Brandschutzanforderungen
Nicht nur Korrosion und dynamische Belastungen spielen in Tunneln eine Rolle, sondern auch die Gefahr von Bränden und damit verbundene Brandschutzmaßnahmen. Ein Brand innerhalb eines Tunnels stellt enorme Anforderungen an die verbauten Materialien. Die Brandlast kann durch die nutzenden Verkehrsmittel sehr hoch sein. Durch die räumliche Enge können sehr hohe Temperaturen entstehen.
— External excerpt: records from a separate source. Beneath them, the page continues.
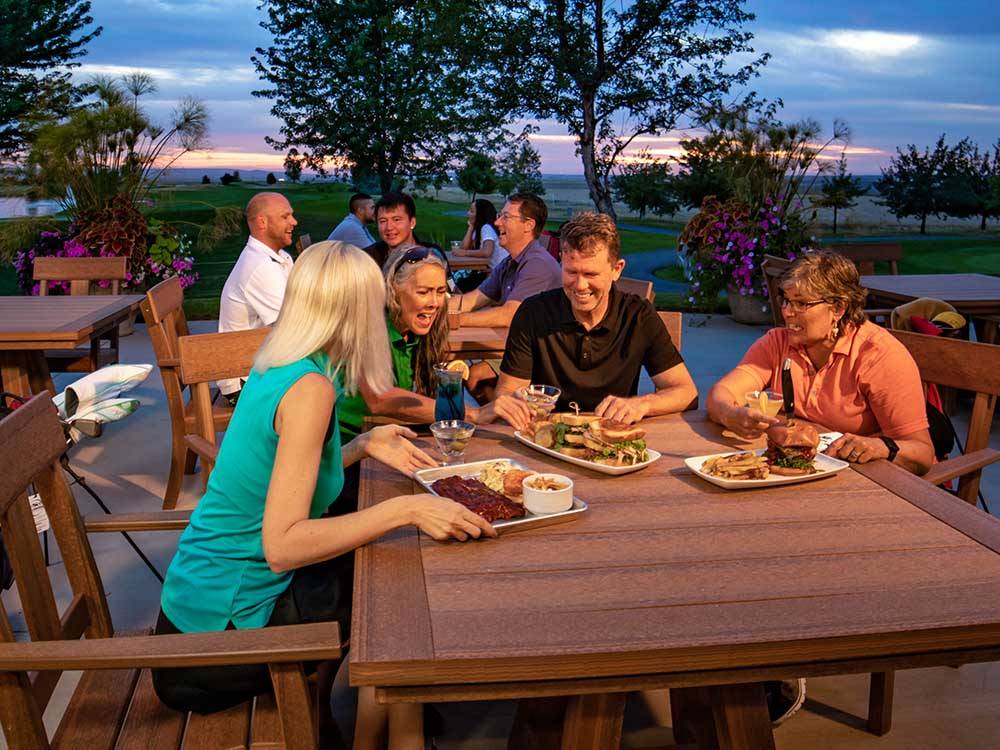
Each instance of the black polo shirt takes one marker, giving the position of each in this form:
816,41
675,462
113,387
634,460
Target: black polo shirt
547,345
Um die Struktur des Bauwerks zu schützen und langfristige Nutzungsausfälle mit einem hohen volkswirtschaftlichen Schaden zu minimieren, werden besondere Betonrezepturen verwendet, PP-Fasern in den Beton gemischt, Brandschutzputze aufgetragen oder Brandschutzplatten auf der Oberfläche montiert. Neben Beschichtungen auf Beton oder Brandschutzplatten finden hier auch Paneele Anwendung, die besondere Oberflächeneigenschaften, wie hoher Reflexionsgrad, nachleuchtende Eigenschaften, Graffitischutz, oder architektonische Anforderungen erfüllen.
All diese Maßnahmen finden beim sogenannten Spalling (Abplatzen von Betonlagen an der Oberfläche durch Dampfdruck im Beton) Anwendung. Gleichzeitig soll sichergestellt werden, dass die Temperatur in der Bewehrungslagenebene begrenzt wird, um ein temperaturbedingtes Versagen der tragenden Strukturen auszuschließen.
Ästhetische und weitere funktionale Ansprüche
Zunehmend kommen zu den Anforderungen an den Korrosions-, Belastungs-, Brand- und Schallschutz auch optische und dekorative Anforderungen. So wird bei Bedarf die architektonische Gestaltung mit hohen Reflexionsgraden und Fluchtrichtungsangaben kombiniert.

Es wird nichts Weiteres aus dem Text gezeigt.